Maina, Karari’s father lovingly handles pictures of his late son in training, and some from his son’s funeral where sad faced young men in uniform, Maina’s former comrades, carry their fallen colleague’s casket.
“He was a nice obedient church going man, and always wanted to be a soldier. So when he was selected for training, he was ecstatic. We were happy for him too. When he got enlisted to Somalia, he came back home and asked to have prayers held for him at our ACK church and off he went. He would send numerous texts to me and the family every other day, and he would always ask for prayers. The last text he sent was on the 28th of August 2012 to his sister Lydia.”
A few days later, Maina received a call from a Major Kioni, when he was informed that his son and a few others were missing. Later he received a call from his son’s phone number.
“The voice on the other end wasn’t my son’s. The caller identified himself as a member of Al Shabaab. He asked me why I allowed my son to go to war in Somalia. That they were holding many of them and they were going to kill them. That our government was lying about the numbers of soldiers killed. I have never felt such fear in my life,” his voice cracks, heavy with emotion.
On October 11th 2012, he got the call from an officer from the KDF. On the other side of the phone was a voice delivering a crushing message ; two unidentified corpses had been found buried in Kismayu, Somalia by the Al Shabaab. Karari’s was believed to have been one of them.
“We couldn’t eat or sleep. On the third day I couldn’t even walk well.

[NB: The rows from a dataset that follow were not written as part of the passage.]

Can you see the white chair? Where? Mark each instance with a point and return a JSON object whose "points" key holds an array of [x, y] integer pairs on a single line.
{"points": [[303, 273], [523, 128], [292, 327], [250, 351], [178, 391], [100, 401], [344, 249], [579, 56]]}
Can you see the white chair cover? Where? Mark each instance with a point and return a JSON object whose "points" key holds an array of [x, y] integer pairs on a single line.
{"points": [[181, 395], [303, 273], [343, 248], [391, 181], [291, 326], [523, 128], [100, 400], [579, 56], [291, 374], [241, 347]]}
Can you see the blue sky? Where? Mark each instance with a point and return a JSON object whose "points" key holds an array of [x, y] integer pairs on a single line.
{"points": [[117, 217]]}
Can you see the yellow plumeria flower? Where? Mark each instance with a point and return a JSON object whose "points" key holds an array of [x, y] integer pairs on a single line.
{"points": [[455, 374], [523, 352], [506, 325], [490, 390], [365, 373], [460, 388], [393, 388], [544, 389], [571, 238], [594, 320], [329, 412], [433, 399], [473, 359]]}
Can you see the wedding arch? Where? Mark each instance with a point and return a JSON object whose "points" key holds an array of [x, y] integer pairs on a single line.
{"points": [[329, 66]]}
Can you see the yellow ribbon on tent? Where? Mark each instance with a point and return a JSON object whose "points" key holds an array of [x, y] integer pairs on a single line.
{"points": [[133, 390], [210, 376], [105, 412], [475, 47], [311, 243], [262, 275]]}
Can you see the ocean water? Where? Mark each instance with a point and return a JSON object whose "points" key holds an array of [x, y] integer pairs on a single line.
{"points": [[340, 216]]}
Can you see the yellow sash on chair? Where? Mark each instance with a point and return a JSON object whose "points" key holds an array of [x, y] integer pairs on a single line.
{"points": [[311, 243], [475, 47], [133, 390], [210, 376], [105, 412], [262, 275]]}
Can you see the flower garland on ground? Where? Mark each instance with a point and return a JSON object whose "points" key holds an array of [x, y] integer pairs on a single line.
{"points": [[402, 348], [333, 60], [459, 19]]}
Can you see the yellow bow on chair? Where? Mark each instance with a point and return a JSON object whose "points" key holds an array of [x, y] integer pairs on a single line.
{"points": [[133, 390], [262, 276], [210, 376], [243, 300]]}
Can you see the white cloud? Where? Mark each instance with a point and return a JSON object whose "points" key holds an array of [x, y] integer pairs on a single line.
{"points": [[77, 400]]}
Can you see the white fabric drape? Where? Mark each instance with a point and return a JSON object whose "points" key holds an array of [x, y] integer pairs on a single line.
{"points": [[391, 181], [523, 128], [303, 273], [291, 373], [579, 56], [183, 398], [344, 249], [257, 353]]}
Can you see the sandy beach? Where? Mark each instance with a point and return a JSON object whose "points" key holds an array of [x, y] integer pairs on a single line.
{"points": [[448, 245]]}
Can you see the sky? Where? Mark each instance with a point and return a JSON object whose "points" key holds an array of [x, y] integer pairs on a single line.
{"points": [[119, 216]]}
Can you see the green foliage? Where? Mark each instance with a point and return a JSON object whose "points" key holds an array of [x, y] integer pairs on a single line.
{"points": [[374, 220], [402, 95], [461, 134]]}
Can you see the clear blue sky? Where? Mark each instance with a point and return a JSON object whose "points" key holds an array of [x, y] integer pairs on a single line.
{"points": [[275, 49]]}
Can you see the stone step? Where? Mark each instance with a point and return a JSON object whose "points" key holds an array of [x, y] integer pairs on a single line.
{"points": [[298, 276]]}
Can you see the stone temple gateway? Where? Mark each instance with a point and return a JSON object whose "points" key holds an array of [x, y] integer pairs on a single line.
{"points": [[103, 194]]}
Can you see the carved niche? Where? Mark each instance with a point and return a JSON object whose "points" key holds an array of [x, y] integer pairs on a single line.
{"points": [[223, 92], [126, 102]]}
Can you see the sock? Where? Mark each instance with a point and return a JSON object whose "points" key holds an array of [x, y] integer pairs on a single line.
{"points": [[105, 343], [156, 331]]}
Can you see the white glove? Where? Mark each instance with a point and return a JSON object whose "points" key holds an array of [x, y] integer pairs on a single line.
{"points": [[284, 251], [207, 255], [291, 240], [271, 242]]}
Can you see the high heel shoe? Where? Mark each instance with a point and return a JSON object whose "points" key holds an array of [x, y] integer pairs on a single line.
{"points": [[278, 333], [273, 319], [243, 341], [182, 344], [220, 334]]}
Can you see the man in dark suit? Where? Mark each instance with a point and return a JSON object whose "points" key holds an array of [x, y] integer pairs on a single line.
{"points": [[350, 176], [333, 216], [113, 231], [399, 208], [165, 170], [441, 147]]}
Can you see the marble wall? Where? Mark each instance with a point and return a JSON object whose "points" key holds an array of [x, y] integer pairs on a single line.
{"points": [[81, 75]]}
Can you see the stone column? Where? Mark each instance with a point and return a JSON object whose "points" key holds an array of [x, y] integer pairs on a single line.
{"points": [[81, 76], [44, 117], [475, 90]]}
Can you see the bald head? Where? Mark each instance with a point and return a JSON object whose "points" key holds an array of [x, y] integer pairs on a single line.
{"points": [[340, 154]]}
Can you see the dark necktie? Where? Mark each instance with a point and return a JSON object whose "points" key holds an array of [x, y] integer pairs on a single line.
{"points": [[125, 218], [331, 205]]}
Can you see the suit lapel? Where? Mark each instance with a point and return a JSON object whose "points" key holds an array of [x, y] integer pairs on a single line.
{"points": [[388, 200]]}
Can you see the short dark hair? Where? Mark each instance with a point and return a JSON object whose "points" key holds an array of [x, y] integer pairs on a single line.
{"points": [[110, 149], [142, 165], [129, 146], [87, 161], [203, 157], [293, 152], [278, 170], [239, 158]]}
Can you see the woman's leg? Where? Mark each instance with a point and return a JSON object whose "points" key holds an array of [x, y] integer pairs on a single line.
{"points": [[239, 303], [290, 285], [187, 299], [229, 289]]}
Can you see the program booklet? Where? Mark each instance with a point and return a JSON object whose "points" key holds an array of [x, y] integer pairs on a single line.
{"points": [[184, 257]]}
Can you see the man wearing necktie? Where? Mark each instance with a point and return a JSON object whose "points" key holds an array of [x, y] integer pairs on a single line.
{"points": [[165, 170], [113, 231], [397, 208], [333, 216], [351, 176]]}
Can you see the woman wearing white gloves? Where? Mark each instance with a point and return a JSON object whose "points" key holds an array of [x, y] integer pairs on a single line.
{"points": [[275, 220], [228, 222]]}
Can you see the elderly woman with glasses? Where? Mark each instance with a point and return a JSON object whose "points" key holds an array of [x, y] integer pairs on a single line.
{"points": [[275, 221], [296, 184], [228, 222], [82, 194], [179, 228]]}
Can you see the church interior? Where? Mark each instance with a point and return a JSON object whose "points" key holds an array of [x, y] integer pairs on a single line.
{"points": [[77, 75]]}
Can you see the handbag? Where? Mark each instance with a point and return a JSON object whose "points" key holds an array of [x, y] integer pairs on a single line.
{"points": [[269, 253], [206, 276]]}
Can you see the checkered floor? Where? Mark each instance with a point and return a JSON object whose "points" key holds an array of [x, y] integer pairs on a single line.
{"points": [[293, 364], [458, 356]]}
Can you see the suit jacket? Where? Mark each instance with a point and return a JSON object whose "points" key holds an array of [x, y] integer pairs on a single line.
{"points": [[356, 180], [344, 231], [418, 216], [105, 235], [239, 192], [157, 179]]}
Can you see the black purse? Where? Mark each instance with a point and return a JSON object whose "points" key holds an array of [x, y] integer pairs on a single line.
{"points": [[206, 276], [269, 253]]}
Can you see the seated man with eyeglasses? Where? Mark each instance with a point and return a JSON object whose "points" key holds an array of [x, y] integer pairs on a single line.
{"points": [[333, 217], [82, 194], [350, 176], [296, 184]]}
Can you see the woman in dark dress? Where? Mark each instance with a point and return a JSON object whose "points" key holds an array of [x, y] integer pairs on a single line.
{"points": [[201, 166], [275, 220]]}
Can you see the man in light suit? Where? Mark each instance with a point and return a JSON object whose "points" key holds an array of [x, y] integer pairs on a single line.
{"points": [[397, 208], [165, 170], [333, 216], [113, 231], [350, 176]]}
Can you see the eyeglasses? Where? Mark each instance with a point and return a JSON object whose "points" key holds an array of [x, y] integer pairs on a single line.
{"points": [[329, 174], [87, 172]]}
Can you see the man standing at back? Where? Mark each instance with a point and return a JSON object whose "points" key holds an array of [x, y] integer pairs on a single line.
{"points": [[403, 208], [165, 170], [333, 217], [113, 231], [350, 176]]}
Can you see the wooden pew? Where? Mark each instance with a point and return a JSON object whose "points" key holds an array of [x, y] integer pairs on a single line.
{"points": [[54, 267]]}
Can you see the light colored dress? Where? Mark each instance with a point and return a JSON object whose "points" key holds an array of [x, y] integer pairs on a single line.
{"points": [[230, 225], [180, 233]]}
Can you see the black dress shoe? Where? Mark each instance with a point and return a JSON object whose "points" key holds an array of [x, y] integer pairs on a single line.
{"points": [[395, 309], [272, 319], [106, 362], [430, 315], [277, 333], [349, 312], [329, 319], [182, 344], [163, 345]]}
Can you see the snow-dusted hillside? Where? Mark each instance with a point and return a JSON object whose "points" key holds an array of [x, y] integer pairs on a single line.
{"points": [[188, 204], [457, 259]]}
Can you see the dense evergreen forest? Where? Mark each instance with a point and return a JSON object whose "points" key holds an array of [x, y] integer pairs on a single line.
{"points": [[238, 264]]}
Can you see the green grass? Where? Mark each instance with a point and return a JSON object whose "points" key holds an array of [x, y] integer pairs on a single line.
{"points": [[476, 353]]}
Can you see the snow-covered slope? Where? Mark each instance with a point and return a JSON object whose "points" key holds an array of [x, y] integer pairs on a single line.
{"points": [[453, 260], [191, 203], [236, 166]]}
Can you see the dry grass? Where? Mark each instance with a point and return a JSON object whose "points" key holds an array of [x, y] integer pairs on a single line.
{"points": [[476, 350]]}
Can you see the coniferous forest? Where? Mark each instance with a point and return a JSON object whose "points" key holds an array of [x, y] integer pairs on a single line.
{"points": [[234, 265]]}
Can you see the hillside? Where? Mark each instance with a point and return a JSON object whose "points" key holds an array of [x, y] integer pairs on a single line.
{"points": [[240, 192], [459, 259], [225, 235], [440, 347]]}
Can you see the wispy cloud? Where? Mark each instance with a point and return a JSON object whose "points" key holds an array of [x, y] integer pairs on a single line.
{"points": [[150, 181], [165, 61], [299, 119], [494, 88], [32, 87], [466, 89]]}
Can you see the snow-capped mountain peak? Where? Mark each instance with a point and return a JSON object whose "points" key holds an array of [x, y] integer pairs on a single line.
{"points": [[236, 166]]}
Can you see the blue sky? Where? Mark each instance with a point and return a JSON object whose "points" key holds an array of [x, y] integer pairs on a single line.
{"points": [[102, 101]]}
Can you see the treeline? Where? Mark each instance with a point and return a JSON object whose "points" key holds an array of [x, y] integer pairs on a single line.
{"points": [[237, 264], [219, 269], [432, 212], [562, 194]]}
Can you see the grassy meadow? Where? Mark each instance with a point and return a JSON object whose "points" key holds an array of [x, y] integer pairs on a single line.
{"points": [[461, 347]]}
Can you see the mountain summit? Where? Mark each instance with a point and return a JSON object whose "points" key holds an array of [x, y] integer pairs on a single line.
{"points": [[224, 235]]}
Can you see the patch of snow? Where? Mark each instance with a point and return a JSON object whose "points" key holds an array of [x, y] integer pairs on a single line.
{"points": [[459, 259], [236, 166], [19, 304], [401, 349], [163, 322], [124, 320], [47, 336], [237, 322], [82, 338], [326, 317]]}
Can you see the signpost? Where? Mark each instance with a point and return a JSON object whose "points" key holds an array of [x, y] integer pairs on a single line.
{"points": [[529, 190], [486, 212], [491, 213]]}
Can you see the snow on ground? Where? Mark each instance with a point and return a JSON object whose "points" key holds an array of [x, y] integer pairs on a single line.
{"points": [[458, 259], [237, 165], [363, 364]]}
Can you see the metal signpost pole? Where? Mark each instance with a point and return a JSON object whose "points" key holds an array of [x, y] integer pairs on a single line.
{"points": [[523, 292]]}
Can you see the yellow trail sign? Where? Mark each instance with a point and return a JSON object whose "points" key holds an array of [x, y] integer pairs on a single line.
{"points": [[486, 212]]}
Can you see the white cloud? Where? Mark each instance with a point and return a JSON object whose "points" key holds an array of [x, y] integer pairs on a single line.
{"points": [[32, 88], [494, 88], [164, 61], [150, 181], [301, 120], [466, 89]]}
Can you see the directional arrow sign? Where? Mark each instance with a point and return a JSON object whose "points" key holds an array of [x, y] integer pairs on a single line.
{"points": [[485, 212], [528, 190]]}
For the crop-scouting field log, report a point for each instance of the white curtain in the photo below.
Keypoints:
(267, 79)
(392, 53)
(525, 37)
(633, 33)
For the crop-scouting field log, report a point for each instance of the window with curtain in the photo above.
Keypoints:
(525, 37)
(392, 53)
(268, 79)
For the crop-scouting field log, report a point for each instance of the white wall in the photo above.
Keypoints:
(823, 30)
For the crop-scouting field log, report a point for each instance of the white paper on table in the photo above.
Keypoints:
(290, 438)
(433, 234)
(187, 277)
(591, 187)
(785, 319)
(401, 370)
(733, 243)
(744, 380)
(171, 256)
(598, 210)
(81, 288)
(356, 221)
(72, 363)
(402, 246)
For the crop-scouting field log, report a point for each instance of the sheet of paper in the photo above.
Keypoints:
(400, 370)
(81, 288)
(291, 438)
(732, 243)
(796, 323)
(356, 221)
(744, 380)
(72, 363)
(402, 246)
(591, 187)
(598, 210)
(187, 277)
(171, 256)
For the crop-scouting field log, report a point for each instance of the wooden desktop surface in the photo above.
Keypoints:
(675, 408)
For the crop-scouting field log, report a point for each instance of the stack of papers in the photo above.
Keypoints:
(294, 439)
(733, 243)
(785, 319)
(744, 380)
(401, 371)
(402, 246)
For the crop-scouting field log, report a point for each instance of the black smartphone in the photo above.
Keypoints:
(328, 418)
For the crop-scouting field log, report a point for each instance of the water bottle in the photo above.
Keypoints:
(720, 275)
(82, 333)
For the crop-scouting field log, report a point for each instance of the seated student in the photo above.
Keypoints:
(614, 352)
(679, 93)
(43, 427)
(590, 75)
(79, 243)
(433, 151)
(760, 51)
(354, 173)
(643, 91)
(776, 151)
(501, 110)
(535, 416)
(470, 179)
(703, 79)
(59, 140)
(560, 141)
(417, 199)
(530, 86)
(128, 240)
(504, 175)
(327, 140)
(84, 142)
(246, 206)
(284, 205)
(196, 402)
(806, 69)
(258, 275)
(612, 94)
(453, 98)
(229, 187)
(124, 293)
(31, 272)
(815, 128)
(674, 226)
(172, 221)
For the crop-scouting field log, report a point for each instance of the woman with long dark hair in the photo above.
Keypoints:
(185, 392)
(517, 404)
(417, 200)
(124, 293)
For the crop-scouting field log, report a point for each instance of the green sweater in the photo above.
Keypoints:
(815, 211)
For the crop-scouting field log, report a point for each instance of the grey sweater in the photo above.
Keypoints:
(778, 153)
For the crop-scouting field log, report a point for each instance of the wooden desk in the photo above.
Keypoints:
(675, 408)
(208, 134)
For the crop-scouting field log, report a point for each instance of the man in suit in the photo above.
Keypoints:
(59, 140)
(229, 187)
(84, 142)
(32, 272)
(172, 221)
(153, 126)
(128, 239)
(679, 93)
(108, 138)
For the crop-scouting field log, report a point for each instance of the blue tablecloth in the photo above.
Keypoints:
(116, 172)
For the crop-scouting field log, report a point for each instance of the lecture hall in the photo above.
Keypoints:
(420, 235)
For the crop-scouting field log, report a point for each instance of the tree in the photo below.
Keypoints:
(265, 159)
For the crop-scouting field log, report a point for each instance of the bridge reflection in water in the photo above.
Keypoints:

The grief was insurmountable,” he says, staring off into the distance.
On 11th of December, they received positive confirmation that they could proceed with the burial of their son. That was it.
“There was no counselling done then. I wish they could offer it to the families of the fallen soldiers. That department needs to really think through their practices. They couldn’t even deliver my boy’s death certificate. They wanted me to go all the way to Eldoret to pick it up, I had to send them money to get them to send it over. Even going to Nairobi to give the DNA samples, I had to borrow money for the duration of the stay. The expense plus the emotional turmoil we were going thorough filled me with so much pain. It can be especially hard if a soldier has a wife and children. When he is the breadwinner. Gratuity and compensations take so long. Hopefully things will change,” he says pensively.
This completes our interview. Karari’s father then leads us to the grave holding his son’s remains. The protruding earth mound nestled among coffee bushes is overgrown with weeds, and with a weary face, he bends over to uproot some of them. The walk back to the homestead is a dirge sung by the gentle breeze, quiet and solemn, in contemplation of a life lost too soon. A tragedy that will stay with Maina’s family forever.
We leave his compound asking ourselves that existential question: “What is the true cost of war?” The cost is great to be sure, but it is likely paid in the theatre of torment that is a post-war soldier’s mind, and in the heavy burden of grief that many military families suffer.